Der Vergabemonitor analysiert die Entwicklung der Gewichtung verschiedener Zuschlagskriterien für die Vergabe von öffentlichen Aufträgen. Unter anderem weist die Auswertung die Aufteilung zwischen Bundes-, Kantons- und Gemeindeaufträgen auf. Dabei liefern die Erkenntnisse der Auswertung der verschiedenen Zuschlagskriterien wichtige Inputs für die operativen und strategischen Gespräche, die Infra Suisse mit den jeweiligen Vergabebehörden führt.

Download: Vergabemonitor der Bauwirtschaft, 1. Ausgabe 3. Quartal 2022

Die wesentlichsten Erkenntnisse der ersten Ausgabe:

  • Qualitative Zuschlagskriterien
    Die qualitative Beurteilung eines Angebotes war schon vor der Einführung des BöB ein wichtiger Bestandteil der Offert-Auswertungen. Dies zeigt sich mitunter auch am leichten Zuwachs von lediglich 2.9% und an der stagnierenden Gewichtung gegenüber dem Vorjahr. Zukunftsweisend erscheint uns die Gesamtgewichtung der qualitativen Zuschlagsbetrachtung. Mit einem Anteil von 41.6% bei der Bewertung von Bau-Aufträgen zeigt die Tendenz in die richtige Richtung. Auffallend ist jedoch die Entwicklung bei Kantonsaufträgen gegenüber dem Vorquartal, die eine leichte rückläufige Tendenz aufweist, während bei Gemeinde-Aufträgen die qualitative Bewertung einer Submissionsauswertung definitiv aufgenommen und weiterverfolgt wird.
  • Nachhaltigkeit
    Interessant ist die Tatsache, dass das die Nachhaltigkeit schon in den Jahren 2019/2020 eine nicht zu unterschätzende Rolle gespielt hat. Erfreulich ist die Entwicklung mit einem Zuwachs von 79.5% seit der Einführung des BöB. Die rückläufige Tendenz von -12.9% zum Vorquartal sowie -21.1% zum Vorjahr lässt jedoch aufhorchen.
    Die Nachhaltigkeit wird in den nächsten Jahren vermehrt an Gewichtung zulegen. Es ist unabdingbar, klare Messinstrumente zu schaffen – und zwar für alle drei Dimensionen der Nachhaltigen Entwicklung.
  • Innovation
    Die Entwicklung des Kriteriums Innovation ist erschreckend. Einem anfänglichen «Goodwill» steht eine drastische Reduktion im Vorjahr wie auch im Vorquartal gegenüber.
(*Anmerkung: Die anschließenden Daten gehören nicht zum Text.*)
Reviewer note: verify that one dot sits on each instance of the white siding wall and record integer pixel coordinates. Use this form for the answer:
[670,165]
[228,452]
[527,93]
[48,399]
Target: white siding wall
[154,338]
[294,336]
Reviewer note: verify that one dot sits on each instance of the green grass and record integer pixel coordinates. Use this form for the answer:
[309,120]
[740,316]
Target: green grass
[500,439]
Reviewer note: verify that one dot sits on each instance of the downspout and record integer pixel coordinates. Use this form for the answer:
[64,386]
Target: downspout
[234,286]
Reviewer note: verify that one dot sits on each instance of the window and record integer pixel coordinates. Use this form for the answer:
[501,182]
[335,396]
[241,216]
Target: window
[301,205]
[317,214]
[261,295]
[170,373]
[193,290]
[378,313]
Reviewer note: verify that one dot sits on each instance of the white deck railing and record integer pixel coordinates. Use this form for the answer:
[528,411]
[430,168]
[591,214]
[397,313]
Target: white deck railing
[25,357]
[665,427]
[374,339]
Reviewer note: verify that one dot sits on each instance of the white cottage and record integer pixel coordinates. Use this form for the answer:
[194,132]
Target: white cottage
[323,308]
Dies könnte auf fehlende Messinstrumente sowie einer sehr geringen Akzeptanz der Bewertung seitens der Unternehmungen hinweisen. Analog der Nachhaltigkeit muss hier ein Instrument geschaffen werden, das den Vergabebehörden ermöglicht, der Innovation ihre Bedeutung einzuräumen. Momentan lässt sich eine gewisse Ratlosigkeit aus den Zahlen lesen.
  • Plausibilität des Angebotes und Verlässlichkeit des Preises
    Die Plausibilität des Angebotes und die Verlässlichkeit des Preises sind für die Bauwirtschaft ein sehr wichtiges Zuschlagsinstrument. Es ist eine Massnahme, um Tiefpreisangebote entgegenzuwirken. Leider wurde dies bei mehreren Kantonen in ihren IVöB nicht implementiert. Hier sind Modelle wie das «Tessiner Modell» oder einige Umsetzungen beim ASTRA als Leuchtturmbeispiele umgesetzt worden. Als flankierende Massnahme muss gewährleistet werden, dass gewisse Zuschlagskriterien und Eignungskriterien klar voneinander abgegrenzt werden und der Wettbewerb unter den Anbietern erhalten bleibt.
  • Dialog
    Das Einführen des Dialogs kann zu einem erheblichen Mehrwert führen. Die Unternehmungen können so sehr früh in die Projektphase einbezogen werden und ihre Erfahrungen zur Optimierung einbringen. Mit einem Anteil von 2.6% bei der Ausschreibung von Bauaufträgen liegt die Bedeutung derzeit noch tief. Der Monitor zeigt aber deutlich auf, dass das Dialogverfahren seit dessen Einführung mit dem BöB in die Submissionen aufgenommen wurde. Die Gefahr bei der Ausschreibungsmethode mittels Dialogs liegt bei der Veröffentlichung unternehmerischer Ideen. Insofern ist es auch hier wichtig, klare Spielregeln aufzustellen.
  • Varianten
    Das Einreichen von Varianten war schon vor der Einführung des BöB eine oft angewendete Möglichkeit, seitens der offerierenden Unternehmungen gute und effiziente Lösungen vorzuschlagen. Die Reduktion erstaunt jedoch. Seitens der Vergabebehörden – vor allem auf kantonaler wie auch auf kommunaler Ebene – wird dieses Modell oft nicht gewünscht. Dies spricht gegen die Revision des Beschaffungsrechts. Es gilt hier, die Tendenz zu beobachten und dies mit den kantonalen wie auch kommunalen Vergabebehörden zu thematisieren.
  • Gesamtleistungswettbewerb
    Das Modell des Gesamtleistungswettbewerbs muss bei komplexen Bauvorhaben zukünftig mehr Gewichtung erhalten. Den aktuellen Stand bei den kantonalen Aufträgen von 0.00% ist besorgniserregend. Mit einer strategischen Allianz von Unternehmern und planenden Institutionen kann bei einer funktionalen Ausschreibung das Optimum erreicht werden.

Wie geht es weiter?
Zusammen mit den Mitgliedern und Partnerverbänden wird Infra Suisse die Entwicklungen weiterhin genau beobachten und analysieren. Die Erkenntnisse werden direkt in die Dialoggefässe mit den öffentlichen Bauherren sowie in die politische Arbeit einfliessen.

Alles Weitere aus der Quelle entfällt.